If the kernel is old and doesn't provide a vdso, glibc provides a default implementation for _dl_sysinfo:

.hidden _dl_sysinfo_int80:
int $0x80
ret

When a program is compiled against glibc, depending on circumstances, a choice is made between different ways of invoking a system call:

glibc-2.16.0/sysdeps/unix/sysv/linux/i386/sysdep.h:
/* The original calling convention for system calls on Linux/i386 is
   to use int $0x80.  */
#ifdef I386_USE_SYSENTER
# ifdef SHARED
#  define ENTER_KERNEL call *%gs:SYSINFO_OFFSET
# else
#  define ENTER_KERNEL call *_dl_sysinfo
# endif
#else
# define ENTER_KERNEL int $0x80
#endif
  • int 0x80 ← the traditional way
  • call *%gs:offsetof(tcb_head_t, sysinfo)%gs points to the TCB, so this jumps indirectly through the pointer to vsyscall stored in the TCB. This is prefered for objects compiled as PIC. This requires TLS initialization.
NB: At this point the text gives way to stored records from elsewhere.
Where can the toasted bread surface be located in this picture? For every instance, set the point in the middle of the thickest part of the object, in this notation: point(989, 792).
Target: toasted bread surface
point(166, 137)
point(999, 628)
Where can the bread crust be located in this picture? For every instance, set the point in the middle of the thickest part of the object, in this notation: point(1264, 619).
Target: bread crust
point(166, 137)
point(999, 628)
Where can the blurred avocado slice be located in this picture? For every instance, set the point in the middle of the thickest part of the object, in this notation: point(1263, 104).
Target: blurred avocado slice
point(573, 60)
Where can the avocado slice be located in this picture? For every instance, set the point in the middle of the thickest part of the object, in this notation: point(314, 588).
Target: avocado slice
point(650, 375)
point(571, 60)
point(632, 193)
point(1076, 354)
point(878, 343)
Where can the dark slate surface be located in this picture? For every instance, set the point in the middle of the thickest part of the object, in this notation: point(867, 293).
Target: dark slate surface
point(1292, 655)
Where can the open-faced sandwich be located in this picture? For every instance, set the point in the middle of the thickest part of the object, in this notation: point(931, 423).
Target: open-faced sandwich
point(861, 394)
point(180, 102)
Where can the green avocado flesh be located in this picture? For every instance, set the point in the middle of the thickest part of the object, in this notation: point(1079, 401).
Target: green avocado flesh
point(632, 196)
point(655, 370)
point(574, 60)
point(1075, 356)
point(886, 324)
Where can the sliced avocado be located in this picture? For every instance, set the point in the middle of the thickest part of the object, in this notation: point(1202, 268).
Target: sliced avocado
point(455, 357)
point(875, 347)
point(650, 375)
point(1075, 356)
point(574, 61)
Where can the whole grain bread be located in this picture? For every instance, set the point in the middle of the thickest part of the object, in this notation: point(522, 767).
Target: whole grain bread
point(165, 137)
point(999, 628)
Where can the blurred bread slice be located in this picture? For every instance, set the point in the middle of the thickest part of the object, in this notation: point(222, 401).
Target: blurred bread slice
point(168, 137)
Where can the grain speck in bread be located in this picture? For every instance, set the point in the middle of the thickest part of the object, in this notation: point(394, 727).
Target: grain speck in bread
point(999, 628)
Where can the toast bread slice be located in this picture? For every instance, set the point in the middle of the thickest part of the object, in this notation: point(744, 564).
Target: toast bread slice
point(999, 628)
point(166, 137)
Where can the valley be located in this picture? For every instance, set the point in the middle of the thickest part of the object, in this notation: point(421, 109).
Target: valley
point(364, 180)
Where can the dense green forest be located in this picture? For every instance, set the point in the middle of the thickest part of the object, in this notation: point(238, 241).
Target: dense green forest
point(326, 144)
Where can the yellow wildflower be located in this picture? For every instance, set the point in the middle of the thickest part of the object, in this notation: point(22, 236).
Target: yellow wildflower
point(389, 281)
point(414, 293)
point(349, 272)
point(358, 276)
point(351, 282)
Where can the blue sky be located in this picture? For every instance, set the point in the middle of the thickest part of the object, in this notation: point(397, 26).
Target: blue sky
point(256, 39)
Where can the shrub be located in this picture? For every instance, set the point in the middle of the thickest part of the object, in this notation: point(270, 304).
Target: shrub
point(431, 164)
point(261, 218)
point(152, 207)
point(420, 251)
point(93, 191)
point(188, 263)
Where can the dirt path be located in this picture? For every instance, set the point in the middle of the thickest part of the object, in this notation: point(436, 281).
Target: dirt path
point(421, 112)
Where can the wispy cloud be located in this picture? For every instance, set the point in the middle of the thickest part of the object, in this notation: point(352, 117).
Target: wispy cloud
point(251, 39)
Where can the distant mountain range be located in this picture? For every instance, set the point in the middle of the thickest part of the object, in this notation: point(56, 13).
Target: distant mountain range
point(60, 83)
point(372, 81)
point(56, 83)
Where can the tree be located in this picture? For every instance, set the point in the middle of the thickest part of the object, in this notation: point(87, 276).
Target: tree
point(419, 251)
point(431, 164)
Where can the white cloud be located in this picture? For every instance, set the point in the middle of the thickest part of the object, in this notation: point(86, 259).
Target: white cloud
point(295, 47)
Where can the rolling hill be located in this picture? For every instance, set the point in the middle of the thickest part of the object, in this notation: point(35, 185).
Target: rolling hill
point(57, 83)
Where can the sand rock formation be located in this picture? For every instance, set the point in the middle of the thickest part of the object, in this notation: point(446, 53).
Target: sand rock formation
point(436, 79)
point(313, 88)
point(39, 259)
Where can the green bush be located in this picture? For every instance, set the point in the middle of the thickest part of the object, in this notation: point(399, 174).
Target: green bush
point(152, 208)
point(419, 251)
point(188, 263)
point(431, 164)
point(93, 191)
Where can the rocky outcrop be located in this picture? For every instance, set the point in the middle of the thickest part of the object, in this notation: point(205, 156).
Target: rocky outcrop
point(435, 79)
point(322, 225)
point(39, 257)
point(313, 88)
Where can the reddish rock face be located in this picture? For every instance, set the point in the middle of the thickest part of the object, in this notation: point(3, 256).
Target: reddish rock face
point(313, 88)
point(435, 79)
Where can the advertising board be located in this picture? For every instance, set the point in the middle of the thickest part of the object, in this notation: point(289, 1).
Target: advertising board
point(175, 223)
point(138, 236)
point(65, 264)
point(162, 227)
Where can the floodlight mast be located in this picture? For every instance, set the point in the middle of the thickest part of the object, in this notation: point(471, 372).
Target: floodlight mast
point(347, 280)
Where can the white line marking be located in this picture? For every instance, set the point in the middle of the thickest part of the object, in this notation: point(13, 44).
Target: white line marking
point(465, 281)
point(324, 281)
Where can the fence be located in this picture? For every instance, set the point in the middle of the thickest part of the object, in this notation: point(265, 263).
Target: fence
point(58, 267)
For dynamic executables, TLS is initialized by ld.so. For static PIE executables, TLS is initialized by __libc_setup_tls().
  • call *_dl_sysinfo ← this jumps indirectly through the global variable. This requires relocation of _dl_sysinfo, so it is avoided for objects compiled as PIC.

So, in x86:

                       fork()
                         ↓
int 0x80 / call *%gs:0x10 / call *_dl_sysinfo 
  |                ↓              ↓
  |       (in vdso) int 0x80 / sysenter / syscall
  ↓                ↓              ↓            ↓
      system_call     | ia32_sysenter_target | ia32_cstar_target
                          ↓
                       sys_fork()